O trabalho com os professores é feito na própria sede da Companhia. Eles assistem a uma palestra com Inês, que explica quais são as peças que serão dançadas no próximo espetáculo, acompanham o ensaio dos bailarinos e fazem um exercício de dança. “Eu faço todo mundo dançar. Acredito que para ver a dança é preciso se predispor a colocar o corpo em movimento”, diz Inês. Já com os estudantes, o trabalho acontece no próprio teatro onde a Companhia fará a apresentação. Eles assistem ao ensaio e assim conseguem entender melhor a criação de um espetáculo. Alguns são chamados para subir ao palco e dançar com os bailarinos, enquanto a platéia segue os movimentos propostos pelo coreógrafo. Até o folder distribuído para os alunos, com desenhos, fotos e textos dinâmicos, é pensado para atrair o público jovem para a leitura sobre a peça em questão. A terceira atividade da formação de platéia é o espetáculo aberto. Quando a Companhia está prestes a entrar em cartaz, faz uma apresentação para adolescentes, totalmente gratuita. “Os projetos são voltados para que a população seja beneficiada, tanto na capital quanto no interior. Cerca de 1.600 estudantes já vieram assistir ao espetáculo Les Noces, por exemplo”, contabiliza Iracity.

A diretora explica que, desde o esboço do projeto da Companhia, o Corpo-a-Corpo e o Figuras da Dança já tinham sido pensados. Mas, algumas idéias nasceram depois. “Existem algumas coisas que foram acrescentadas ao projeto depois, como a circulação do espetáculo. É muito importante dividir esse trabalho com as cidades do interior, afinal é uma companhia do Estado. O mais interessante, é que levamos o projeto todo, as palestras com os professores e alunos e o ensaio aberto para os jovens.”

A história da dança
“Quem é que faz a história da dança se não os seus artistas?”, indaga-se Inês. Foi pensando em ouvir grandes bailarinos, coreógrafos e professores de balé, como forma de resgatar a história dessa arte, que a Companhia criou o Figuras da Dança. Na série de depoimentos públicos, aberto pela bailarina e coreógrafa Ivonice Satie, em 8 de abril, a “figura” escolhida conta a sua história no mundo da dança, que é ilustrada por fotos e vídeos do artista. Além de assistir ao vivo a palestra, o público poderá acompanhá-la pela TV Cultura.

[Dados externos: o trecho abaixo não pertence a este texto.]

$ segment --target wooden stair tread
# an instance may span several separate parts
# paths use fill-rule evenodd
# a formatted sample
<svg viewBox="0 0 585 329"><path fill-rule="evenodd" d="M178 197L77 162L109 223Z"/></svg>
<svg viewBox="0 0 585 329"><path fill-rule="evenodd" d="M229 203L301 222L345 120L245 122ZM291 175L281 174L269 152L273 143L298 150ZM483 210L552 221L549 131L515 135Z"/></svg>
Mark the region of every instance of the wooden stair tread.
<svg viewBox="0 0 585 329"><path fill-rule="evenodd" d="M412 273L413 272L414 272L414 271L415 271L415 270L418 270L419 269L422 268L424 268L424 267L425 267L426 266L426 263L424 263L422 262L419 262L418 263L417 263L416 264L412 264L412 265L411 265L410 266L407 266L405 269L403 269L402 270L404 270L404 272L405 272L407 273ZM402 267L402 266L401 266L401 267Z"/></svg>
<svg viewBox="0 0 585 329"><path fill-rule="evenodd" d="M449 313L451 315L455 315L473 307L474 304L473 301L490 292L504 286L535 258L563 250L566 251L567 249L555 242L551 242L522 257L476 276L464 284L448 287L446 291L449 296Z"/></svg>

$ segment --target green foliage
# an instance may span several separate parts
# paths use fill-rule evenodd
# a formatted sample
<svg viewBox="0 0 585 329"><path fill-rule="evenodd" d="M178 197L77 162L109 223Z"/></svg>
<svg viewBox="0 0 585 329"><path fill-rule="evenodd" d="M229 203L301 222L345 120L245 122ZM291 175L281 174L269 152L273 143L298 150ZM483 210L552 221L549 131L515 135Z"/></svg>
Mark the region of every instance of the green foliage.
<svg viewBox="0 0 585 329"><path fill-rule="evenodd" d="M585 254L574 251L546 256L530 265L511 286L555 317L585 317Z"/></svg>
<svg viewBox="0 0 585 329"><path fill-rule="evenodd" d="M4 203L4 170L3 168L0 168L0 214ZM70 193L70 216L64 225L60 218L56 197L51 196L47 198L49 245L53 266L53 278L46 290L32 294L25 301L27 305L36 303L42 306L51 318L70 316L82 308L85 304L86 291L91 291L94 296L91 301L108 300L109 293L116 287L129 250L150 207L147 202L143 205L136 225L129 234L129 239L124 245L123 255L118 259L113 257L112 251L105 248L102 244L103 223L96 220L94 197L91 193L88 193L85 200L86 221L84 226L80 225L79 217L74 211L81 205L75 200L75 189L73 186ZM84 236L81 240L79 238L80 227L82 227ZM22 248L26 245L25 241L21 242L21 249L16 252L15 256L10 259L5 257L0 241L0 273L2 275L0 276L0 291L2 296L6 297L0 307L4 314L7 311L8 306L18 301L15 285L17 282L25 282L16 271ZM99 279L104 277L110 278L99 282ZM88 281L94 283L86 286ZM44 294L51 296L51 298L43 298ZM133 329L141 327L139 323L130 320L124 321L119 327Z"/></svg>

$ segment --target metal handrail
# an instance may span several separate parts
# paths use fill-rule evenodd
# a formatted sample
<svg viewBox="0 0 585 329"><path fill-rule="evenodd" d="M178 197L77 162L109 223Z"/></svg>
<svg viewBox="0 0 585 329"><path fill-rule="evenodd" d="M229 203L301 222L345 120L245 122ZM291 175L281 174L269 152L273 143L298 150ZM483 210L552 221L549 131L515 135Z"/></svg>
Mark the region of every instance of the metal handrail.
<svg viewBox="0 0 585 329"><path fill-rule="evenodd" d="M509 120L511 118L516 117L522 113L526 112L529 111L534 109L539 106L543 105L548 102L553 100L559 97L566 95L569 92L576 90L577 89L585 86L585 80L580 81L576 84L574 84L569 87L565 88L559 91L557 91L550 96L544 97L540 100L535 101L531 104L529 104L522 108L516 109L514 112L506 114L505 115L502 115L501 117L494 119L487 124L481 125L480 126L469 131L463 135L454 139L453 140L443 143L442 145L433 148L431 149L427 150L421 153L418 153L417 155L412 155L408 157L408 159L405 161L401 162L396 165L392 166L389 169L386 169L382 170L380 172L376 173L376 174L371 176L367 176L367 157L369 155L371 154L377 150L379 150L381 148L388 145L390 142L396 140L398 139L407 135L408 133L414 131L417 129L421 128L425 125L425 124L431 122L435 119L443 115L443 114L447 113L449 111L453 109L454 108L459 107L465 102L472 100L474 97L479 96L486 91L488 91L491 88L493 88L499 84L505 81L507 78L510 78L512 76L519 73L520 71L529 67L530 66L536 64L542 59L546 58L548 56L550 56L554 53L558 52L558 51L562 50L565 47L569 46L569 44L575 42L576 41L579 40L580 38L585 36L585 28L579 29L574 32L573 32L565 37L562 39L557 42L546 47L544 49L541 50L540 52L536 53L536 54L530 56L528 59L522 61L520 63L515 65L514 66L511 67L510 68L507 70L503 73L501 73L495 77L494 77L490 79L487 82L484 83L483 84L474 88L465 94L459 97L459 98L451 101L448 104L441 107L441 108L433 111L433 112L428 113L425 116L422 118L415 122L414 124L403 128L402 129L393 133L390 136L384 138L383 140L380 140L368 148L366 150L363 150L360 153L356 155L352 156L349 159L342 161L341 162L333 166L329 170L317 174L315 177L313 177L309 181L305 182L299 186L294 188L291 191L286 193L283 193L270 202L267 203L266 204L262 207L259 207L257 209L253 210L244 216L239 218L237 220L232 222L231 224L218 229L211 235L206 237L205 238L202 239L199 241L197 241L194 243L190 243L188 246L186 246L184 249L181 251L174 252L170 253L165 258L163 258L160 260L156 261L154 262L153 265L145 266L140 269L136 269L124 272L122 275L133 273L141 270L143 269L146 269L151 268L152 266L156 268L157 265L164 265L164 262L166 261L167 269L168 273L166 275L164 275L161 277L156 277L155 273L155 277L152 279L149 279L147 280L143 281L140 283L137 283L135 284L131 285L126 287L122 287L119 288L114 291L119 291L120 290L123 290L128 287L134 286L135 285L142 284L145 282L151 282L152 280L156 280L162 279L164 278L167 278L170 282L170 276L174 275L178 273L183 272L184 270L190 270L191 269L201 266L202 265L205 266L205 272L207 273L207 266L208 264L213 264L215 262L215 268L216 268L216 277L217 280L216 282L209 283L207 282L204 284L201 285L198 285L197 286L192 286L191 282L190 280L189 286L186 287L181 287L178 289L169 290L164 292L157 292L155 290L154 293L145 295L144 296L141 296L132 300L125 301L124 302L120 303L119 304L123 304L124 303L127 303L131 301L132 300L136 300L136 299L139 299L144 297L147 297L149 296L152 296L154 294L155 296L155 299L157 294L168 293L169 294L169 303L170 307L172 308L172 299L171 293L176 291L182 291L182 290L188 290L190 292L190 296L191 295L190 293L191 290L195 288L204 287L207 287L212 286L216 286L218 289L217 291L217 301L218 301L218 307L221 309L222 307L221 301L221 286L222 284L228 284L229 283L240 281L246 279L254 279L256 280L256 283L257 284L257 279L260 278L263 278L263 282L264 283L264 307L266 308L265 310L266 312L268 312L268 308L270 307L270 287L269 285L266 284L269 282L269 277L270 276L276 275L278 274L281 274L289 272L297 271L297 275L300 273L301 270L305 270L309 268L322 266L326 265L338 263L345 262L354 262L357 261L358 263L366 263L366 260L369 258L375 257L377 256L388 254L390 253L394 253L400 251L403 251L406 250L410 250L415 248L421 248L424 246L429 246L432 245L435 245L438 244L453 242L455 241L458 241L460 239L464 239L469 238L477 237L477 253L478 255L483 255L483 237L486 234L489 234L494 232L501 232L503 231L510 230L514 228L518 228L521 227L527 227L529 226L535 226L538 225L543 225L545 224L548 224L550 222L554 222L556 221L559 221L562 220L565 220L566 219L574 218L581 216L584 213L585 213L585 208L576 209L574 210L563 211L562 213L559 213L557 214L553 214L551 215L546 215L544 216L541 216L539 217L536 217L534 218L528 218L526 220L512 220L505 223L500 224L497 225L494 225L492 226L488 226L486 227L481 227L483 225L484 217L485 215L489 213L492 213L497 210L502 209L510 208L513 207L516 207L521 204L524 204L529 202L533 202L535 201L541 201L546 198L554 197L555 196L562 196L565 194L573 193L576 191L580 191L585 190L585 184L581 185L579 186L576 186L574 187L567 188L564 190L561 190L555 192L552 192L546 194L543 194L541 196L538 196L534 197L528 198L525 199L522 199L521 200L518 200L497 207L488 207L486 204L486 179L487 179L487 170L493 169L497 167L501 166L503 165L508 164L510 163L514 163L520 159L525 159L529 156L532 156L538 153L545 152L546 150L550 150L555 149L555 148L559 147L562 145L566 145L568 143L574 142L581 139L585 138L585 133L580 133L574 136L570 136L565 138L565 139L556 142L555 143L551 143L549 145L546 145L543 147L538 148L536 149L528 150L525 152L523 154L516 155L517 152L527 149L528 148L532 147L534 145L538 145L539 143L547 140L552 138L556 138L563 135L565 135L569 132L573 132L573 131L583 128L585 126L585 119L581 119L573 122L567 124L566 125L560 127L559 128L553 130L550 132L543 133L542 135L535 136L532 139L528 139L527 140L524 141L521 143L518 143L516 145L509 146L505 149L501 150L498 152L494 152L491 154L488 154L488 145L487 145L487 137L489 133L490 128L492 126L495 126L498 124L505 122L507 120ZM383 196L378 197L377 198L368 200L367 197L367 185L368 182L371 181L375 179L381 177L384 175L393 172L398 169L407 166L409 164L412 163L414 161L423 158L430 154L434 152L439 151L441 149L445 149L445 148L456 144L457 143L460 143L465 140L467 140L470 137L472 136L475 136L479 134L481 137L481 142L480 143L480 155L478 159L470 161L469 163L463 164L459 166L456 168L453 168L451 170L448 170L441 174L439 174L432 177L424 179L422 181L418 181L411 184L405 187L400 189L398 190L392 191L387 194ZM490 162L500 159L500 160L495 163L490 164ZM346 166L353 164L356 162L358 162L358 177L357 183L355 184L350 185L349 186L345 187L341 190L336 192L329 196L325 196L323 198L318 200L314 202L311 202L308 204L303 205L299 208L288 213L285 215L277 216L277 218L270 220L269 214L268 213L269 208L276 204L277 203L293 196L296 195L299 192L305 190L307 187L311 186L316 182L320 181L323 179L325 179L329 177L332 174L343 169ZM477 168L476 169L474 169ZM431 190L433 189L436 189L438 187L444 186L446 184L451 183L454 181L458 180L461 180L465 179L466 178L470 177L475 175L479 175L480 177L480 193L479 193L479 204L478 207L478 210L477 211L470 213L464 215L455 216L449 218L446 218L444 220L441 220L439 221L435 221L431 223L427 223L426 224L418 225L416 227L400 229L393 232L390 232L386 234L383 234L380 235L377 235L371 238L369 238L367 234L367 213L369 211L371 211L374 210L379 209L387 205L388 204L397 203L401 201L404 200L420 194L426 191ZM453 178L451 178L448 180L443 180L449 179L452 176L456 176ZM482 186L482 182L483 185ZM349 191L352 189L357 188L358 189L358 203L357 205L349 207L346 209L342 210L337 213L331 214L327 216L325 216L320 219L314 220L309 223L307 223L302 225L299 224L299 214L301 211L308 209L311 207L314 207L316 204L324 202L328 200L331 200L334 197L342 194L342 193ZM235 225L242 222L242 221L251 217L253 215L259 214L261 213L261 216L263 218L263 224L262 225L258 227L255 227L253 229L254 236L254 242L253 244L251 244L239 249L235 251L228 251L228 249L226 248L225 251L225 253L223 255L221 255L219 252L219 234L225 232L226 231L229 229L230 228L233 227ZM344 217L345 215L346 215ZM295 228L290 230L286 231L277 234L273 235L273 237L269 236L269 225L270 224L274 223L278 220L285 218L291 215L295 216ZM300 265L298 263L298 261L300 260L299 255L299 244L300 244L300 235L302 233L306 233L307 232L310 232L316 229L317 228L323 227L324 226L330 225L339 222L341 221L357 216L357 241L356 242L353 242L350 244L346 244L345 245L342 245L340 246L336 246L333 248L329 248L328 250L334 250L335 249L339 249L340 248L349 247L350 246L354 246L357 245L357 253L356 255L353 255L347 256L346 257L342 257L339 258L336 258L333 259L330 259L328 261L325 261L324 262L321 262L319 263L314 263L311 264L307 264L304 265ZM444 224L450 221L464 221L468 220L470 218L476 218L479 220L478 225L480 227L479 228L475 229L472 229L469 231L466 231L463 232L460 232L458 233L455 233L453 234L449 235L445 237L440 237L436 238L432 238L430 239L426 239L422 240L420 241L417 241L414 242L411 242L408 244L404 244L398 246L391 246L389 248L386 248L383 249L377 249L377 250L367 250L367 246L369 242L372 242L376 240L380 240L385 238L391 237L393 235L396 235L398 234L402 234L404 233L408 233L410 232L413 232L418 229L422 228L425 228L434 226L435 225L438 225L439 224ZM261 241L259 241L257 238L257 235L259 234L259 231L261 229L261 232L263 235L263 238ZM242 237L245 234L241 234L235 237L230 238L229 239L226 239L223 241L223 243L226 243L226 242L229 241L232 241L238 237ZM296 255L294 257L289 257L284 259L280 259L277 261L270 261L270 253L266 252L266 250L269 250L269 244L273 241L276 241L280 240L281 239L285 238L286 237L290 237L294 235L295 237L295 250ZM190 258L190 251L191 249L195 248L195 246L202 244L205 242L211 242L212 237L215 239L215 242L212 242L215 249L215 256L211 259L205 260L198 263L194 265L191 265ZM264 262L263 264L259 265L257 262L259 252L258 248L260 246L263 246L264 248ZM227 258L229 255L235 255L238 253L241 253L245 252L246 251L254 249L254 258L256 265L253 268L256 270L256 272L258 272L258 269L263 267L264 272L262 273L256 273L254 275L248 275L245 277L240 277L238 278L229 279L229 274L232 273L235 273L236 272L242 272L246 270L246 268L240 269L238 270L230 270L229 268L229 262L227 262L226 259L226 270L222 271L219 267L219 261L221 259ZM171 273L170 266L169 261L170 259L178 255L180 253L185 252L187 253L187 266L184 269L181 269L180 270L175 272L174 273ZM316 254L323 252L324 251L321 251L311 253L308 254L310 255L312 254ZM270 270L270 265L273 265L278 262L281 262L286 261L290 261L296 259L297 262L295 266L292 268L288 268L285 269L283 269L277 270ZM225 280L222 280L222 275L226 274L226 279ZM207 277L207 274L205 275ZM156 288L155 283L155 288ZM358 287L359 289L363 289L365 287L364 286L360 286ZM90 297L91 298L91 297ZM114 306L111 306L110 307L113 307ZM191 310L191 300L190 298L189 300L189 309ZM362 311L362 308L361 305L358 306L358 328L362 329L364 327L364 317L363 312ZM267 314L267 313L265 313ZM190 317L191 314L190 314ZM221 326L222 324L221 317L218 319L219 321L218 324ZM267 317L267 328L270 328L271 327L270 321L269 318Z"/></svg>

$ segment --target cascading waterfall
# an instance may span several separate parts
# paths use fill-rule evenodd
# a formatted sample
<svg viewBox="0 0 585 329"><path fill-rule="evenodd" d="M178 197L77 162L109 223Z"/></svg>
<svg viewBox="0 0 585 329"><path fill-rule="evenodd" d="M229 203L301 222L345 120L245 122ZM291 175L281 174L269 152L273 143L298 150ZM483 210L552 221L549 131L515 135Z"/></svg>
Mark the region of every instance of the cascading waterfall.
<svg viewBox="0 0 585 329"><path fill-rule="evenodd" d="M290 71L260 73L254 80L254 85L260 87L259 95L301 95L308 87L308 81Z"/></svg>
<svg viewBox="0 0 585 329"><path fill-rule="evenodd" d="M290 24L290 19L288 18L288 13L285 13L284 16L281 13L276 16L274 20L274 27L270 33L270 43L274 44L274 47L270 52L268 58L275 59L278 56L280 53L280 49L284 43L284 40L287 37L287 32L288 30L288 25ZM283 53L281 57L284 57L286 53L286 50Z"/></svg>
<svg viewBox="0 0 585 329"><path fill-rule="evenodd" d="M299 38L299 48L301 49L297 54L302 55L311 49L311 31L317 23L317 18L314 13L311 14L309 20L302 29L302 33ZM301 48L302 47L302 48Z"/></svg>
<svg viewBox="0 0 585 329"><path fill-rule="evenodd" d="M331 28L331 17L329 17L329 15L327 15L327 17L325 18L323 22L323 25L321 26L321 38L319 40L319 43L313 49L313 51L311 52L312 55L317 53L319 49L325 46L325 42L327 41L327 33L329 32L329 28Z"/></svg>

No Canteiros de Obras, que também faz parte da difusão e memória da dança, a própria história da São Paulo Companhia de Dança é mostrada ao público por meio de vídeos. “São três vídeos que contam a formação da companhia, da criação à boca de cena. Só ensaio, sem espetáculo. Isso também tem um pouco da idéia de revelar o processo de trabalho, o dia-a-dia do bailarino”, explica Inês. O último, mas não menos importante projeto da Companhia, é também o seu carro-chefe: o espetáculo. Inês esclarece que esse é o ponto de partida que impulsiona todas as outras atividades. Em sua primeira apresentação, os bailarinos levaram ao palco a peça Polígono, do coreógrafo italiano Alessio Silvestrin e música de Bach. “A idéia da Companhia é dançar balés tanto do século XIX quanto os contemporâneos, preocupando-se com um diálogo entre os diversos momentos da dança. Com a Companhia, uma pessoa pode amar o balé clássico, mas vir assistir a um espetáculo contemporâneo”, diz Inês, que completa, “por isso, ter estreado com Polígono foi essencial. Esse balé apresentava essa diversidade de forma bastante particular e muito acentuada. Em um momento era possível ver um clássico bastante estruturado e em outros você via algo bem contemporâneo”.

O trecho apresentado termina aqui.